Выбрать главу

Увлекшись, я не заметил, как пустил кипяток, — и чуть не взвыл от боли; поменьше, вот так, хорошо. Положил книгу на край ванны. Мне о многом нужно было с ним поговорить. Когда он узнал, что теряет зрение? Почему развелся с женой? Что произошло в соляных копях? Я записал на диктофон суждения его знакомых, но мне нужны были его собственные высказывания, факты, которые он еще никогда никому не сообщал. Надо, чтобы моя книга вышла сразу после его смерти, как раз тогда он ненадолго вызовет всеобщий интерес. Меня пригласят на телевидение, я буду рассказывать о нем, а в нижнем углу кадра белыми буквами высветится мое имя и пояснение; «Биограф Каминского». Это обеспечит мне место в штате какого-нибудь крупного художественного журнала.

Книга уже изрядно пропиталась влагой. Я пропустил оставшиеся «Отражения» и открыл репродукции небольших картин следующего десятилетия, написанных маслом и темперой. Он снова жил один, Доминик Сильва регулярно присылал ему деньги, а иногда продавал одну-две работы. В его палитре стали преобладать более светлые тона, творческая манера стала более лаконичной. Теперь он писал отвлеченные, едва узнаваемые пейзажи, городские виды, этюды оживленных улиц, растворявшихся в густом тумане. Прохожий влек за собой свой расплывающийся силуэт, горы поглощало месиво облаков, башня, казалось, делалась прозрачной под напором слишком яркого фона, проступавшего сквозь ее контуры; напрасно вы пытались их различить: то, что минуту назад вы принимали за окно, оказывалось солнечным бликом, деталь искусно украшенной каменной кладки превращалась в причудливой формы облако, и чем дольше вы рассматривали картину, тем меньше на холсте оставалось от башни{9}. «Это совсем просто, — сказал Каминский в своем первом интервью, — и дьявольски трудно. Я ведь слепну. Вот это я и пишу. И ничего больше».

Я прислонился затылком к облицованной кафелем стене и поставил книгу себе на грудь. «Вечернее солнце, разложенное на цвета спектра», «Отрешенная молитва Магдалины» и прежде всего «Размышления во время прогулки перед сном» по мотивам самого знаменитого стихотворения Риминга: почти неразличимый силуэт человека, одиноко бредущего сквозь свинцово-серую тьму. Собственно, только как дань уважения Римингу «Размышления» были показаны на выставке художников-сюрреалистов, где на них случайно обратил внимание Клас Ольденбург{10}. Два года спустя при посредничестве Ольденбурга одна из наименее удачных работ Каминского, «Обретение веры святым Фомой», экспонировалась на выставке поп-арта в галерее Лео Кастелли в Нью-Йорке. К названию картины организаторы добавили «painted by a blind man»[11], а рядом поместили фотографию Каминского в черных очках. Узнав об этом, он так разозлился, что на две недели слег с лихорадкой. Выздоровев, он обнаружил, что отныне знаменит.

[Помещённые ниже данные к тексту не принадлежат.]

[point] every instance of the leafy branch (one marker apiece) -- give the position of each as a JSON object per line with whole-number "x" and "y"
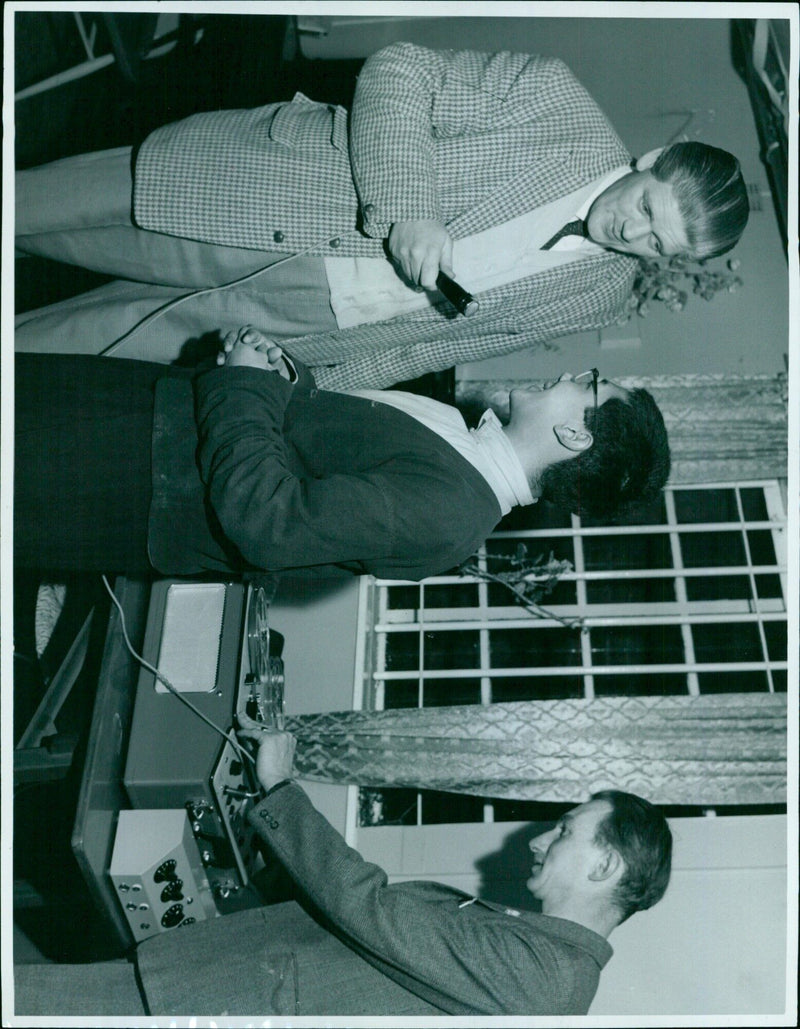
{"x": 671, "y": 282}
{"x": 529, "y": 579}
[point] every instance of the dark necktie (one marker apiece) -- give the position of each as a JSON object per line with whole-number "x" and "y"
{"x": 576, "y": 227}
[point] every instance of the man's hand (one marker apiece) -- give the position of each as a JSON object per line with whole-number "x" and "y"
{"x": 421, "y": 249}
{"x": 276, "y": 750}
{"x": 246, "y": 347}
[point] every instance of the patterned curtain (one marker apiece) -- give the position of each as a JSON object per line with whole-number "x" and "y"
{"x": 696, "y": 750}
{"x": 722, "y": 428}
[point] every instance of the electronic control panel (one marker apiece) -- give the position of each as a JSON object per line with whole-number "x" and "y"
{"x": 213, "y": 644}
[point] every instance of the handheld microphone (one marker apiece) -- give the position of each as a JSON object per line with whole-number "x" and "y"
{"x": 464, "y": 303}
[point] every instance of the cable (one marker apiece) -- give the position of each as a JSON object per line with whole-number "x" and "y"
{"x": 176, "y": 302}
{"x": 163, "y": 679}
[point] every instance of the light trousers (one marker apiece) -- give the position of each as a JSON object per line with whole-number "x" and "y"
{"x": 78, "y": 211}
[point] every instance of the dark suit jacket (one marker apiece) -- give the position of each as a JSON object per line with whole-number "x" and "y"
{"x": 293, "y": 476}
{"x": 414, "y": 948}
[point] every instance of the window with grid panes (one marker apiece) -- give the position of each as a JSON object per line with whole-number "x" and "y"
{"x": 689, "y": 599}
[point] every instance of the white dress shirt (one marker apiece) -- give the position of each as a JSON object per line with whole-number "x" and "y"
{"x": 369, "y": 289}
{"x": 486, "y": 448}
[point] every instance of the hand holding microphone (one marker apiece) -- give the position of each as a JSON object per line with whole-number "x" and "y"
{"x": 423, "y": 250}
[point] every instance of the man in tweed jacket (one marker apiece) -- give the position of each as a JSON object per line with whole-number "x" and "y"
{"x": 364, "y": 947}
{"x": 441, "y": 146}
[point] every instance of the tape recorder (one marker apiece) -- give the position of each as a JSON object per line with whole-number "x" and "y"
{"x": 184, "y": 851}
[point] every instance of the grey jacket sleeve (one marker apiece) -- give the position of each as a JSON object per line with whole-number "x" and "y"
{"x": 463, "y": 959}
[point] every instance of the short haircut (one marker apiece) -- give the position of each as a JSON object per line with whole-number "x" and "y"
{"x": 639, "y": 834}
{"x": 710, "y": 193}
{"x": 625, "y": 468}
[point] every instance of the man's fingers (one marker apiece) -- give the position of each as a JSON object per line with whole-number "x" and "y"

Я осторожно вытянул затекшие руки и потряс сначала правой, а потом левой; книга была довольно тяжелая. Сквозь приоткрытую дверь мой взгляд упал на картину, изображавшую старого крестьянина. Он держал в руках косу и гордо ее рассматривал. Картина мне нравилась. В сущности, нравилась больше, чем те, о которых я писал изо дня в день.

Прежде всего из-за слухов о его слепоте слава Каминского внезапно обошла весь мир. А когда его заверения, что он все еще видит, постепенно развеяли слухи, ситуацию уже нельзя было изменить: Музей Гуггенхейма организовал ретроспективный показ его работ, цены на его картины достигли головокружительных высот, фотографии запечатлели художника с четырнадцатилетней дочерью, в ту пору действительно хорошенькой девочкой, на вернисажах в Нью-Йорке, Монреале и Париже. Но зрение у него все ухудшалось. Он купил дом в Альпах и, поселившись в нем, стал жить затворником.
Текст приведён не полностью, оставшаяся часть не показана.